The design for the wall art was inspired by Primary 6 pupils and painted by youngsters from The Hub – which was launched in May last year to combat disorderly behaviour in the area.
The Reboot programme with Foyer Aberdeen, funded through the National Lottery, worked with the children to inspire the design by sharing what their hopes and dreams for the future are.
Marc Delaye who runs Fresh Paint, designed the wall art and has also taken time to teach the teenagers of The Hub the skills of graffiti art.
A lasting legacy on the community
The school children and the young teenagers were equally excited to leave “a lasting legacy” on the community.
Lisa Walker, head teacher of Fernielea Primary said: “The young people from Hazlehead Academy, who painted the mural, under the guidance of Marc from Fresh Paint, worked hard to capture the hopes and dreams of our Primary 6 pupils who inspired the design.
“The theme that came through strongly in the design process included the school values characters of happy, safe and achieving.
“The children were delighted to see them feature in the mural.”
Chap Homes and Nodram decorators supplied materials to prep the wall for the children’s art.
Derek Bain, the police’s local partnership department officer, who has played a major role in the hub since the start, said: “The Hub had been really positive and we were looking for more projects in the community as the young people wanted to make a difference.
“They were fortunate to receive one on one tuition with Marc and the results are there to see.”

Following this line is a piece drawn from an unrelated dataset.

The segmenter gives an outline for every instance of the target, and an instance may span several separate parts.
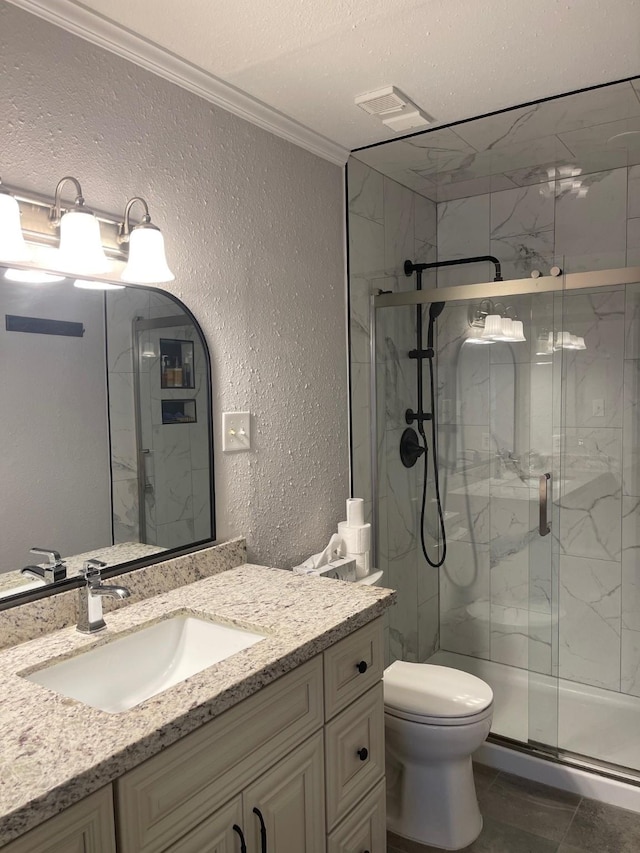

In a bid to combat anti-social behaviour in the Summerhill and Sheddocksley area, police worked alongside Tesco Woodend to provide the youngsters with a safe space.
The set up of the outdoor hub saw police call outs reduce by 90%.
Fresh Paint hosted a graffiti workshop to create a mural of Space Jam under the supermarket.
The teenagers “caught the bug” for street art, said Constable Derek Bain.
He said: “It started with a target group but word got out and we have mums and dads dropping off kids every Thursday, which is a good sign that the community knows it is a good and safe space to be.”
“The youth club has now been awarded £15,000 from Cashback for Communities – as well as Youth Scotland providing funds for trips away which will “show them there is a bigger world out there.”